– ¡A la pradera! -gritó la pelirroja-. ¡Al Círculo!
– ¡Eia! ¡Al Círculo!
– ¡Escuchad! -gritó, alzando las manos, el hechicero de los cuernos de ciervo en la cabeza-. ¡Escuchad!
La muchedumbre reunida en la pradera murmuró de excitación.
– ¡Escuchad -gritó el hechicero- las palabras de la Diosa, de aquélla cuyos brazos y muslos abrazan el Universo! ¡Quien al Principio separó las Aguas de los Cielos y bailó en ellos! ¡De cuyo baile nacieron los vientos y de los vientos el aliento de la vida!
– ¡Eia!
Junto al hechicero se puso en pie la domina, incorporando orgullosa su figura de reina.
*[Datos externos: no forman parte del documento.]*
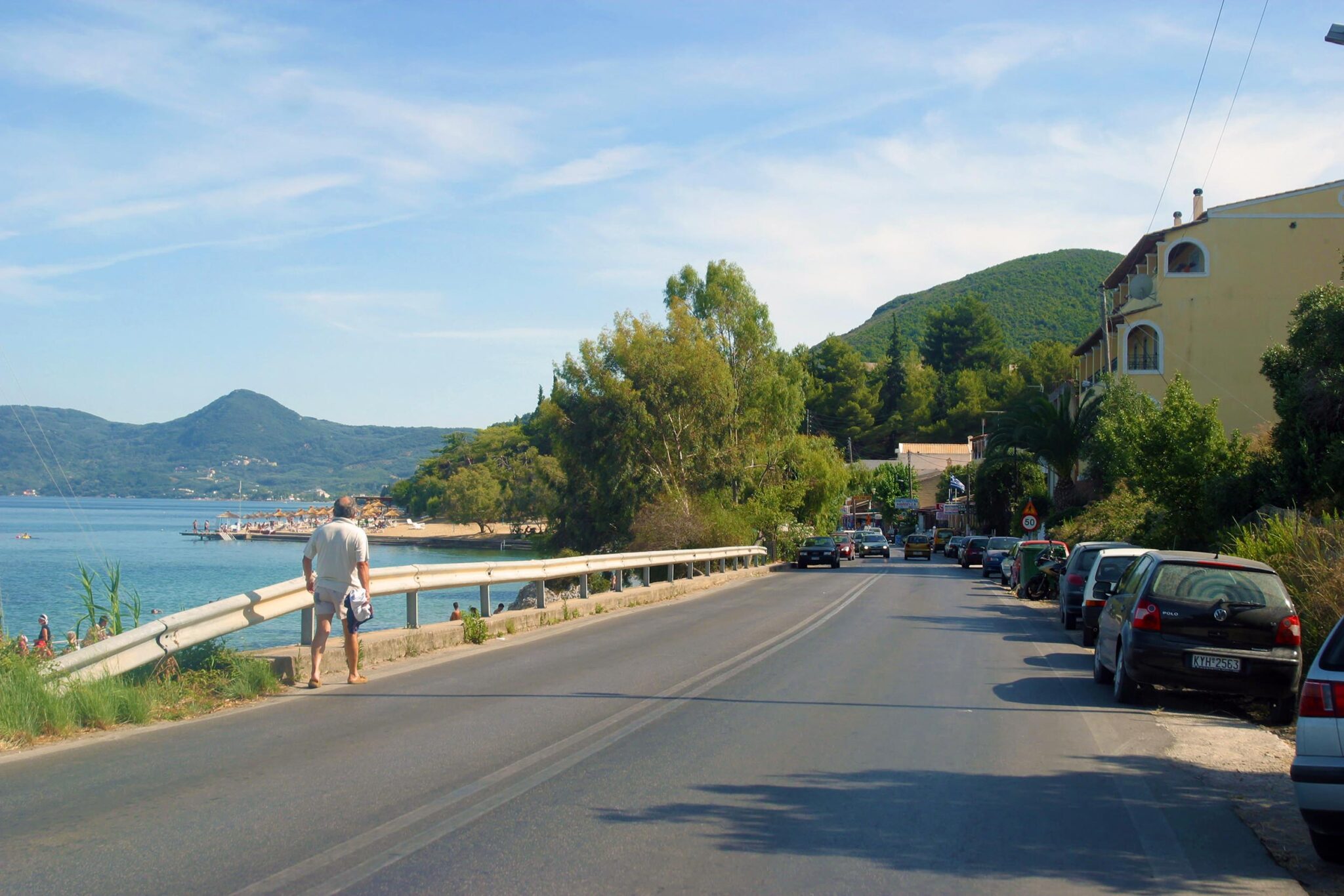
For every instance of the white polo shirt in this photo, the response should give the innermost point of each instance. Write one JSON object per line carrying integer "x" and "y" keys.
{"x": 335, "y": 550}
– Alzaos -gritó, extendiendo su capa-. ¡Alzaos y venid a mí!
– ¡Eia! Magna Materl
– Yo soy -habló la domina, y su voz era como el viento de las montañas- la belleza de la verde tierra, yo soy la blanca luna entre miles de estrellas, yo soy el agua secreta. Venid a mí, puesto que yo soy el espíritu de la naturaleza. Todas las cosas provienen de mí y a mí habrán de volver todas, ante mi rostro, amado de dioses y mortales.
– ¡Eiaaa!
– Yo soy Lilith, yo soy la primera de las primeras, yo soy Astarté, Cibeles, Hécate, yo soy Rigatona, Epona, Rhiannon, la Yegua de la Noche, la amante del viento. Negras son mis alas, los pies míos más rápidos que el viento, mis dedos más dulces que el rocío de la mañana. No conoce el león cuando piso, no conocen mis caminos las bestias de campos y selvas. Puesto que en verdad os digo: yo soy el Secreto, yo soy el Entendimiento y la Ciencia.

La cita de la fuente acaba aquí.